Designing solutions using foundation models: selection criteria (cost, latency, language), use of RAG, vector databases (OpenSearch, Aurora, Neptune), fine-tuning techniques, chain-of-thought prompting, and evaluation with metrics (BLEU, ROUGE, BERTScore)

Implementation of ethical AI: fairness, inclusion, transparency, and explainability. Use of tools such as SageMaker Clarify, Model Cards, guardrails in Bedrock. Coverage of biases, environmental impact, and legal implications

Security management in AI solutions: IAM, encryption, Macie, PrivateLink; shared responsibility model. Governance strategies, auditing, compliance (ISO, SOC), AWS Config and Inspector

Practical review of relevant AWS tools: SageMaker, Bedrock, Comprehend, Rekognition, Lex, Polly, Translate; underlying infrastructures (S3, EC2, Lambda, VPC)
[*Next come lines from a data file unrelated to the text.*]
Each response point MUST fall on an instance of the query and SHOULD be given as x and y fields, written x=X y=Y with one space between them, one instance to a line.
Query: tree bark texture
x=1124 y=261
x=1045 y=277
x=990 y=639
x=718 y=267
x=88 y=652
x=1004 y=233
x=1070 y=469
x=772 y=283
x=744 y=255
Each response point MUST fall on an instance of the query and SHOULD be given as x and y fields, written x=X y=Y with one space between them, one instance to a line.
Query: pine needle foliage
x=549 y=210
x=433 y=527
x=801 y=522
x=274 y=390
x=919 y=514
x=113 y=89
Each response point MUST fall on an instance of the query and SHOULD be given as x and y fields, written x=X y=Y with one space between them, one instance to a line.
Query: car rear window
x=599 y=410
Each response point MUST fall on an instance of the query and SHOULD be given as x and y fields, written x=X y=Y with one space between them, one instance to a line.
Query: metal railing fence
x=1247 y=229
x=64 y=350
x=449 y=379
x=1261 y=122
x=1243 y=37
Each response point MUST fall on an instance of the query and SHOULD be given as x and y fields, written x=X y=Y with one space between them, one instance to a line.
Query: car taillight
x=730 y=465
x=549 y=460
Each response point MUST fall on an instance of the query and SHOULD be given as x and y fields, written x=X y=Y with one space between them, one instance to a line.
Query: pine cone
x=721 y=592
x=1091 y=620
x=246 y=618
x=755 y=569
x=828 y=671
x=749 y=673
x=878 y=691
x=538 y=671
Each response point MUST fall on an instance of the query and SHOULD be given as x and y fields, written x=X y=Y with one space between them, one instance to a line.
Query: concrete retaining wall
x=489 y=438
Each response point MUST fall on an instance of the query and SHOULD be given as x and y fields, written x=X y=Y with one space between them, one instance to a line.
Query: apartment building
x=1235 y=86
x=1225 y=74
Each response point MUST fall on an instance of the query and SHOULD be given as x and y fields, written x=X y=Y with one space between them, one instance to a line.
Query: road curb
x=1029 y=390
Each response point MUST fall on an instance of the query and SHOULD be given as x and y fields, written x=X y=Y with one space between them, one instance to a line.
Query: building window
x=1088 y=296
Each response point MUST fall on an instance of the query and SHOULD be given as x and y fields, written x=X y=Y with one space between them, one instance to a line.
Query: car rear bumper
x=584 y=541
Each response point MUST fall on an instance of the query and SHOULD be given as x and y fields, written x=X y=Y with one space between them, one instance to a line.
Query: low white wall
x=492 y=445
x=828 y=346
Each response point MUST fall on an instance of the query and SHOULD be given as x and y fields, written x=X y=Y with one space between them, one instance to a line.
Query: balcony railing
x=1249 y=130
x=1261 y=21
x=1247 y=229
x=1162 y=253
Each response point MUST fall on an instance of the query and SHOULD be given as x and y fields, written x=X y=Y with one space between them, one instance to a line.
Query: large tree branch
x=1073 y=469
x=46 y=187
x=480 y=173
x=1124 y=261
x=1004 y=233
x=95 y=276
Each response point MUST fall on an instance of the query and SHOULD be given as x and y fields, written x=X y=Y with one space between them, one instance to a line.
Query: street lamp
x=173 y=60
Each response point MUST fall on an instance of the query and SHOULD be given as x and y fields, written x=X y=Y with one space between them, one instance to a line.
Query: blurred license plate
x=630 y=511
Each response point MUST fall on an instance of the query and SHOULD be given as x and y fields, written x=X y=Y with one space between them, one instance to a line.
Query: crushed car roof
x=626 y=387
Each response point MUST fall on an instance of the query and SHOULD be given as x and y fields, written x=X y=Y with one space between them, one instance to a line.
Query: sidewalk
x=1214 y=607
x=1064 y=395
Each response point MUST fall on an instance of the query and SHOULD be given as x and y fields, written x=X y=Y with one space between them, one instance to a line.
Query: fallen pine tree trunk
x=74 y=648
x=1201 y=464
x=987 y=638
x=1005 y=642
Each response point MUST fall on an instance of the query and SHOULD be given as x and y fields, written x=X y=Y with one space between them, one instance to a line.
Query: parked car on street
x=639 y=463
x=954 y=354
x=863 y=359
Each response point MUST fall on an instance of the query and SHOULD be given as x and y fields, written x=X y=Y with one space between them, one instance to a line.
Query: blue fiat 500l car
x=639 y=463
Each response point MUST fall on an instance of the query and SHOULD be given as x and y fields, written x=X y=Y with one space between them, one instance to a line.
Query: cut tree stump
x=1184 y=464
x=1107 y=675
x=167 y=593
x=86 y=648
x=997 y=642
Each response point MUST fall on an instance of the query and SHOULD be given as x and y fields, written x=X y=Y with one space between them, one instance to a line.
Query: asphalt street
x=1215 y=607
Hands-on development: simple ML pipelines, Q&A on prompt tuning, use of Bedrock, and model evaluation with SageMaker tools.

Official format simulations (multiple-choice, matching, ordering, case study), flashcards, and review of question patterns

Analysis of real scenarios in finance, health, marketing, support: selection of models, data flow, risks and mitigation.

Integration of AI in business processes: security in AI flows, monitoring, cost efficiency, scalability.

Summary of best practices, resources (Well-Architected, whitepapers, exam guide), personalized study plan, and pre-exam checklist.